Imam Nawawi rahimahullah mengatakan bahwa yang masyhur dalam madzhab Syafii, jual beli haruslah dengan ijab kabul. Jual beli tidaklah sah jika hanya dengan mu’aathah, baik dilakukan dalam jual beli yang sedikit maupun banyak. Inilah pendapat Imam Asy-Syirazi dan jumhur ulama. Namun, ada pendapat yang masyhur yang berbeda dari Ibnu Suraij bahwa jual beli mu’aathah itu sah. Imam Nawawi rahimahullah juga menyatakan bahwa selama transaksi yang dilakukan dianggap sebagai bai’ (jual beli), maka dianggap sah walau dilakukan dengan cara mu’aathah. Pendapat ini dipegang juga oleh sekelompok ulama Syafiiyah. Lihat Al-Majmu’, 9:116.
Yang Tepat, Masih Tetap Sah Ijab Kabul Tanpa Kata-Kata
Pendapat terkuat dalam hal ini adalah ijab kabul boleh dan sah dengan perbuatan dengan alasan:
Pertama, Allah membolehkan jual beli dan tidak membatasinya dengan bentuk akad tertentu. Allah Ta’ala berfirman,
وَأَحَلَّ اللَّهُ الْبَيْعَ وَحَرَّمَ الرِّبَا
“Allah telah menghalalkan jual beli dan mengharamkan riba.” (QS. Al-Baqarah: 275).
Kedua, menurut ‘urf (kebiasaan masyarakat) dengan si pembeli menerima barang dan penjual mengambil uang, maka itu sudah menunjukkan rida keduanya. Jika dengan perkataan dianggap rida, maka dengan perbuatan bisa teranggap rida pula. Yang penting adalah didasari saling rida karena Allah Ta’ala berfirman,
يَا أَيُّهَا الَّذِينَ آَمَنُوا لَا تَأْكُلُوا أَمْوَالَكُمْ بَيْنَكُمْ بِالْبَاطِلِ إِلَّا أَنْ تَكُونَ تِجَارَةً عَنْ تَرَاضٍ مِنْكُمْ
“Hai orang-orang yang beriman, janganlah kalian saling memakan harta sesamamu dengan jalan yang batil, kecuali dengan jalan perniagaan yang berlaku dengan suka sama-suka (saling rida) di antara kalian.” (QS. An-Nisa’: 29). Lihat An-Niyat, 2: 59-60.

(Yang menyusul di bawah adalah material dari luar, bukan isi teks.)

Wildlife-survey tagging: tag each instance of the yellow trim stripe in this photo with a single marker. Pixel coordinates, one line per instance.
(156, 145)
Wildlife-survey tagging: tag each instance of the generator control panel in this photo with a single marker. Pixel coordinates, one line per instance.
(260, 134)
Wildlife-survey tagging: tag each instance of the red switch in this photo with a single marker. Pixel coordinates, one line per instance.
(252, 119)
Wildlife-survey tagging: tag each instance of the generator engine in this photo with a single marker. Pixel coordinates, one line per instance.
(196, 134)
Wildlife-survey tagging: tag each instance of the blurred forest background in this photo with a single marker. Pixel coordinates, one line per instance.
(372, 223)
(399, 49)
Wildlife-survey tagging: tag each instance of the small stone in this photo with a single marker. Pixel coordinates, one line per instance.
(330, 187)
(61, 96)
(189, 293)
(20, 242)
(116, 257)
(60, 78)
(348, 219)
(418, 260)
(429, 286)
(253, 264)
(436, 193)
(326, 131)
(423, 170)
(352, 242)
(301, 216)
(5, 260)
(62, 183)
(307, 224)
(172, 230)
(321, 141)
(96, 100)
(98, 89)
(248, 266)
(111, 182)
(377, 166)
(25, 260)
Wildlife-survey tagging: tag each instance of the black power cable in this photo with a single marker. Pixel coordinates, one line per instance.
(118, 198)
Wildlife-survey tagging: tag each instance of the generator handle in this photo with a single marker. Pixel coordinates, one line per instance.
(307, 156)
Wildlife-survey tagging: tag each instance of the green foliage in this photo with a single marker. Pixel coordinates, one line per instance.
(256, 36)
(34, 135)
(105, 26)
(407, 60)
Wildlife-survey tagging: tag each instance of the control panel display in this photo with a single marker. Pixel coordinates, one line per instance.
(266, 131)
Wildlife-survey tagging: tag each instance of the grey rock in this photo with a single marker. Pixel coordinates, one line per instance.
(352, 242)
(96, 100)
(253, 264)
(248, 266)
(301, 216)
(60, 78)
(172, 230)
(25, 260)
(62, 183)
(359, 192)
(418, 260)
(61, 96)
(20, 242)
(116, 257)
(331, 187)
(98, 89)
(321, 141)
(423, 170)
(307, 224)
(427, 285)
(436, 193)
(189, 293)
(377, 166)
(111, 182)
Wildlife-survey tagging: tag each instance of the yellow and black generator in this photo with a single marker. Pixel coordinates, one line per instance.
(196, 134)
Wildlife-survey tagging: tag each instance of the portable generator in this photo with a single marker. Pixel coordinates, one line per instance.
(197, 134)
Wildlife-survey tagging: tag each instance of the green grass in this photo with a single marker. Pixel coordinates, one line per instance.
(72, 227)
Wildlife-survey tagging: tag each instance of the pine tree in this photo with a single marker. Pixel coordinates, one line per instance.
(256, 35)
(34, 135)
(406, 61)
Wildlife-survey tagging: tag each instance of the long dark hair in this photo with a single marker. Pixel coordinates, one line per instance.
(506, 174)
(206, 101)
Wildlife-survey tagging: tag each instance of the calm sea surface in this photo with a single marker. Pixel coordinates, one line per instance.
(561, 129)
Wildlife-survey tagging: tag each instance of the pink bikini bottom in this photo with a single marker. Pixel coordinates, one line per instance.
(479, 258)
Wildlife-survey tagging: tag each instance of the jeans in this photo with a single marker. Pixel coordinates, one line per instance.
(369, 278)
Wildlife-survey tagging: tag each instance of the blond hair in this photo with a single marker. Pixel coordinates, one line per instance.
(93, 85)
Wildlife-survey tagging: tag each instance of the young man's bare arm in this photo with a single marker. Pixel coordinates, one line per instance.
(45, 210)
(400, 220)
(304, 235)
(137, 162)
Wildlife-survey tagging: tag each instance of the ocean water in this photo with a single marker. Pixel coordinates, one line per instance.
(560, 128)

Bentuk Transaksi Zaman Modern
Dari penjelasan ini kita mengetahui bahwa jual beli yang berlaku di pasar, supermarket, dan mal tanpa adanya ucapan apa-apa, cukup adanya saling rida dengan si penjual menyerahkan barang dan si pembeli menyerahkan uang, maka itu sudah dianggap sah.
Di antara bentuk transaksi mu’aathah di zaman modern adalah:
- Jual beli melalui mesin yang berisi minuman penyegar, air minum dalam kemasan, atau minuman bersoda dengan cukup memasukan sejumlah uang kertas ke dalam mesin.
- Transaksi jual beli melalui mesin ATM dengan mentransfer sejumlah uang.
- Pemesanan dan pembelian tiket melalui internet.
- Jual beli saham melalui internet.
- Sahnya jual beli melalui tulisan seperti email, surat, dan sms.
- Jual beli di market place.
Lihat Syarh ‘Umdah Al-Fiqh, 2:782 dan Shahih Fiqh As-Sunnah, 4:259.
Jadi, Tetap Sah Walau Tanpa Kata-Kata
Mengenai sahnya ijab kabul lewat tulisan bisa kita ambil dari kaidah para ulama,
الكِتَابُ كَالْخِطَابِ
“Tulisan dinilai sama seperti ucapan.” (Al-Qawa’id Al-Fiqhiyyah Al-Mustakhrajah min Kitab I’lam Al-Muwaqqi’in, 1:472)
Ibnul Qayyim rahimahullah berkata, “Umat Islam terus menganggap sahnya tulisan. Para sahabat pun menganggap boleh beramal dengan tulisan tersebut. Begitu pula generasi setelah mereka menggap sahnya tulisan.” (I’lam Al-Muwaqqi’in, 2:380)
Untuk lafaz ijab kabul sendiri tidaklah disyariatkan dengan lafaz tertentu karena lafaz yang terucap bukanlah dimaksudkan untuk ta’abbud (ibadah). Segala lafaz yang menunjukkan lafaz ijab kabul, maka itu terhitung sah. (Syarh Al-Mumti’ ‘ala Zaad Al-Mustaqni’, 8:105-106)
Kesimpulannya, jual beli lewat mesin tanpa ada kata-kata, tetap sah. Wallahu a’lam bish showab.